Young authors making their debut in the writing world were unable to attract as much attention and they still received their share of ritualistic criticism, but they were no longer subjected to consistent censorship. The new generation of writers (including Donaldas Kajokas, Kornelijus Platelis, Onė Baliukonytė, Vladas Braziūnas, Nijolė Miliauskaitė, Kęstutis Navakas and Aidas Marčėnas) wrote and lived as if the political world existed somewhere else, having little in common with their own lives. Perhaps precisely because of this, the 1980s were portrayed by younger authors as a period of the greatest stagnation and control.
In truth, the Soviet cultural space was neither simple nor serene, and assaults or fits of censorship would occur in the most unlikely places. In 1986, for example, after publishing a series of poetry entiled “The Death of Maironis” for the 125th anniversary of the birth of the famous Lithuanian poet, Sigitas Geda was required to prove to the Cultural Division of the Lithuanian Communist Party Central Committee and to the LCP Central Committee Secretary Lionginas Šepetys himself that his work contained no anti-Soviet content. That same year, books written by Saulius Tomas Kondrotas were removed from libraries after the author emigrated to the West.
In 1985, Mikhail Gorbachev rose to power in the Soviet Union and proclaimed his policy of perestroika, calling for greater democracy and openness. Environmental action movements proliferated and the memoirs of former deportees to Siberia began to emerge in publication. The most important of these was Dalia Grinkevičiūtė’s Lietuviai prie Laptevų jūros (Lithuanians by the Laptev Sea), published in 1988 in the literary journal Pergalė. True openness came late to Lithuania, however. In 1986, the editors of the journal Literatūra ir menas (Literature and Art) invited one of the bravest authors, Sigitas Geda, to pen an article about the new reform policies, but the resulting essay was considerably edited due to its openness and critical views, while the issue of the journal appeared with a scathing response to Geda’s piece written by a collective farm chairman.
Reform and democratic processes had been mandated by the government but they still needed to be controlled. Vytautas Kubilius wrote in his journal:
If not everything can be said, then encouraging us to write the truth is nothing but demagoguery and self-aggrandizement. Can we speak about the Ribbentrop-Molotov Pact? Or about the situation with the nationalities? Vytautas Kubilius, Dienoraščiai 1978–2004, Vilnius: Lietuvių literatūros ir tautosakos institutas, 2007, p. 36.

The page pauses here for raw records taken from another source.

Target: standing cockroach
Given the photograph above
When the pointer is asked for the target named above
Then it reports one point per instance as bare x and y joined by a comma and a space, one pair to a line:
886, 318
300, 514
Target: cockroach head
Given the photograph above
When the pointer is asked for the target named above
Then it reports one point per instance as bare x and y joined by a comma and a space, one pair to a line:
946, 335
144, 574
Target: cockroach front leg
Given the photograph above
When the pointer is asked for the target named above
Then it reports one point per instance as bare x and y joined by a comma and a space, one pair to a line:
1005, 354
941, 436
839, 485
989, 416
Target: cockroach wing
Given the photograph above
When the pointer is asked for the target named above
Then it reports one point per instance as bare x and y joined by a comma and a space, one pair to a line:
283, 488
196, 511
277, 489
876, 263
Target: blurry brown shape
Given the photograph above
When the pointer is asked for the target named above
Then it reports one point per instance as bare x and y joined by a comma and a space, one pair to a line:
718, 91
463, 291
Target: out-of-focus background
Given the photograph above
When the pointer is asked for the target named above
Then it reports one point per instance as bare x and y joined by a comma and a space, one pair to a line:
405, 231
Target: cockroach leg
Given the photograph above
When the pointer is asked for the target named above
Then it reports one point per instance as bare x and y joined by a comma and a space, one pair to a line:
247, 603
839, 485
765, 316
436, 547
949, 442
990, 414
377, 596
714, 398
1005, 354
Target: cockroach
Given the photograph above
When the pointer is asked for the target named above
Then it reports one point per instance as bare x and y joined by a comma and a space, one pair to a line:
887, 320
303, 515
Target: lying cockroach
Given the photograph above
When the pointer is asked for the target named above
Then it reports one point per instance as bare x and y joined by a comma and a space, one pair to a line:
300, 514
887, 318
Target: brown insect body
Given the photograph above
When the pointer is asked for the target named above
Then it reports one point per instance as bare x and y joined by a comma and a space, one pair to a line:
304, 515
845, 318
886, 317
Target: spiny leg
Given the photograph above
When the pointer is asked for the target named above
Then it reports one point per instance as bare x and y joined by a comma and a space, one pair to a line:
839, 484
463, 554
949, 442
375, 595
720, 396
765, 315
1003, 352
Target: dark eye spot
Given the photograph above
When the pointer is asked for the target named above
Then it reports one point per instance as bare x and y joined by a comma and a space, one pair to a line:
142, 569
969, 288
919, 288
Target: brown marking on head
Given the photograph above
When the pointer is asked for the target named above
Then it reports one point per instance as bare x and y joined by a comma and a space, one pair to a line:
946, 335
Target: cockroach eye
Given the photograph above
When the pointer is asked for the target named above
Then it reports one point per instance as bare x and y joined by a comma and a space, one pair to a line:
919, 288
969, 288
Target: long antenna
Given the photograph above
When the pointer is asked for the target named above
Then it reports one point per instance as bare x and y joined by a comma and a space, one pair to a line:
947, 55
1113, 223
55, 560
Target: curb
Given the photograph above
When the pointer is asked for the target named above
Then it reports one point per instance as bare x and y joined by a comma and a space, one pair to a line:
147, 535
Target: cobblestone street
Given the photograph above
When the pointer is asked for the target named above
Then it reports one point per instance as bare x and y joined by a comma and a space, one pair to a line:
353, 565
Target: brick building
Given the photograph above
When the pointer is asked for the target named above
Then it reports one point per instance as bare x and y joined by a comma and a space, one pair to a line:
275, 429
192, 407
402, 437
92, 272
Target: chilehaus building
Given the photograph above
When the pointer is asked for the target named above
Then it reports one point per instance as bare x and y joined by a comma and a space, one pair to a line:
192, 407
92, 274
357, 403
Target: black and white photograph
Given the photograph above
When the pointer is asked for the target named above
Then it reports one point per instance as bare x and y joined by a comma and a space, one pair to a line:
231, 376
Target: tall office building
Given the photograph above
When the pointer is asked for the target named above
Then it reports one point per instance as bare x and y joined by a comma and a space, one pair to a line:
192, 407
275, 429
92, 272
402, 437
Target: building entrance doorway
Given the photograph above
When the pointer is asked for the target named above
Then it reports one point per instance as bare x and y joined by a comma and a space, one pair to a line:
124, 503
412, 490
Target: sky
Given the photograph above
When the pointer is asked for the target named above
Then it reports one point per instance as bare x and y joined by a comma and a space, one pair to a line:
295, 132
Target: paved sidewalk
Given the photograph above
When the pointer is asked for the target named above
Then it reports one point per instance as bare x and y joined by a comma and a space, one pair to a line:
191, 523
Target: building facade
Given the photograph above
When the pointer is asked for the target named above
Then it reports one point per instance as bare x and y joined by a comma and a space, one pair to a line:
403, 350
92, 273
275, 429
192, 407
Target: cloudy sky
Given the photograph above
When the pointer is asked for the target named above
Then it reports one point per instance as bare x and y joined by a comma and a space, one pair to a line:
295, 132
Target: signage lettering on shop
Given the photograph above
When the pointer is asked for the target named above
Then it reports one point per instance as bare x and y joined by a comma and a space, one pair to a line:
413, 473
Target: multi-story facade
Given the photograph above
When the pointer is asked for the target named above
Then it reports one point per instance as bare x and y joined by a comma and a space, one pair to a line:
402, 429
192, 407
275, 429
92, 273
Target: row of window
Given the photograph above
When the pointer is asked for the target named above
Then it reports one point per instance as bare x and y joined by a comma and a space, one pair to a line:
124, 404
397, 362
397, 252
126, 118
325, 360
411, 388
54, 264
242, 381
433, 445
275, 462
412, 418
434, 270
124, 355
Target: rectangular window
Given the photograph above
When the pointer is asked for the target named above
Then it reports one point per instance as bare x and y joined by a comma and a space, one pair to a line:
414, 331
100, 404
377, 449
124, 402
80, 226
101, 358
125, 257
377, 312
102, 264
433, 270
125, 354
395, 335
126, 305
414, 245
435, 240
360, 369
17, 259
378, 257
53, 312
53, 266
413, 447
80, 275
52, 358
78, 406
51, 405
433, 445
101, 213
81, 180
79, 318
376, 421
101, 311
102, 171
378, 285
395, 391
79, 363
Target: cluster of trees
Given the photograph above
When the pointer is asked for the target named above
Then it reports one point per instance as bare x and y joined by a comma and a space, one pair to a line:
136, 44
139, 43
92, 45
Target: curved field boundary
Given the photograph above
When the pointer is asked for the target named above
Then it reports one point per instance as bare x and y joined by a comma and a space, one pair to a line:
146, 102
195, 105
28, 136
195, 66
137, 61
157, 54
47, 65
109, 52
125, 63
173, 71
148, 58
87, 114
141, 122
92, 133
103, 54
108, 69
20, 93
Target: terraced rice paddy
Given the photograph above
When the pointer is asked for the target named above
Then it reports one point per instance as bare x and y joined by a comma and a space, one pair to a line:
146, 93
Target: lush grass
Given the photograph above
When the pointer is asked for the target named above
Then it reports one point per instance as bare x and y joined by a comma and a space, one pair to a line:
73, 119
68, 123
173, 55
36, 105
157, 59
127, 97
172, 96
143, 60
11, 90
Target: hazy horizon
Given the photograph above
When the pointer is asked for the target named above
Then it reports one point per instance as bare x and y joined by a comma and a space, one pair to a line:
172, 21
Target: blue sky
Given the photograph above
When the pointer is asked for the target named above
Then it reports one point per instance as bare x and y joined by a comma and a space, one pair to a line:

A saying from that period put it simply: Perestroika is like the taiga: howling up top, dark and quiet below (перестройка как тайга: в верху шумит, а внизу темно и тихо).
The changes decreed by the party had little impact on cultural life. The stagnation that had dominated the 1970s infected most of the following decade as well. Officially sanctioned literature was completely bogged down in a boring routine. Volumes by Valerija Valsiūnienė or other anachronistic works by socialist realist authors continued to be published. Such a routine helped younger authors to find their footing, as their work was intended to supplement earlier forms of literary work. Many of today’s renowned authors participated in various competitions during this time that were held to commemorate one or another occasion or theme.